Sequence-wise, Vilon (KE) and Prostamax (KEDP) are the closest -- Vilon is the first two residues of Vesugen, and Vesugen is the first three residues of Prostamax. By proposed mechanism and co-citation, Pinealon (EDR) is the closest -- it was co-tested with Vesugen in PMID 34071923.
Should I use Vesugen instead of cardiovascular medication?
No. Evidence-based cardiovascular therapy (blood-pressure control, statins where indicated, aspirin where indicated, lifestyle modification) has multi-decade randomised trial evidence with hard cardiovascular endpoints (MACE, mortality).
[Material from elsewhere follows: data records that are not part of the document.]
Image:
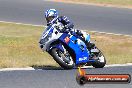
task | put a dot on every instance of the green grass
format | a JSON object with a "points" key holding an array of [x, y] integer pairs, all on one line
{"points": [[112, 2], [19, 47]]}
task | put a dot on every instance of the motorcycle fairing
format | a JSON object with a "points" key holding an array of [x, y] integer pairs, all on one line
{"points": [[79, 47]]}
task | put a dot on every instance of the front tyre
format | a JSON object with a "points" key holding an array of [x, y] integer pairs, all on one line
{"points": [[63, 59]]}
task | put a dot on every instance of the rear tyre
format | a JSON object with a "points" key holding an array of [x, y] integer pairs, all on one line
{"points": [[100, 61], [64, 60]]}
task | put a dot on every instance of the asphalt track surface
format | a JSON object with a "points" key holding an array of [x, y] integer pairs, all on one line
{"points": [[57, 78], [94, 18]]}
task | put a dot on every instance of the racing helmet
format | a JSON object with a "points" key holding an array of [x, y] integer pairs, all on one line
{"points": [[50, 15]]}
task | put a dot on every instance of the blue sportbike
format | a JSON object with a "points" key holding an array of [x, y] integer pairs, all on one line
{"points": [[68, 50]]}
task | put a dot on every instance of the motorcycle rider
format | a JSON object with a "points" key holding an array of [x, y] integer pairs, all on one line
{"points": [[51, 16]]}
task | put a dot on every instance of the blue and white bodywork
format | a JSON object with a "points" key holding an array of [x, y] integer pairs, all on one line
{"points": [[67, 50]]}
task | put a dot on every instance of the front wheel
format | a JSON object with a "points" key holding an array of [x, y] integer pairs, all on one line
{"points": [[100, 60], [63, 59]]}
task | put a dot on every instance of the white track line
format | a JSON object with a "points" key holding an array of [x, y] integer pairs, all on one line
{"points": [[112, 65], [31, 69]]}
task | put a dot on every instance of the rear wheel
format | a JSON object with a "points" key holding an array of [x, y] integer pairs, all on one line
{"points": [[100, 60], [62, 58]]}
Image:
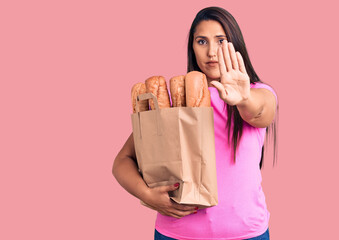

Vesugen has a single PubMed-indexed mouse study with a neural endpoint and no human cardiovascular trial data. The two cannot be compared on evidence quality.
Can Vesugen be stacked with Pinealon (EDR)?
The PMID 34071923 study explicitly co-administered KED (Vesugen) with EDR (Pinealon) at 400 mcg/kg/day intraperitoneal in mice and reported no acute adverse effects, but did not separate their individual contributions for all endpoints. This is not endorsement of a stack in humans; no human stack safety or efficacy data exist.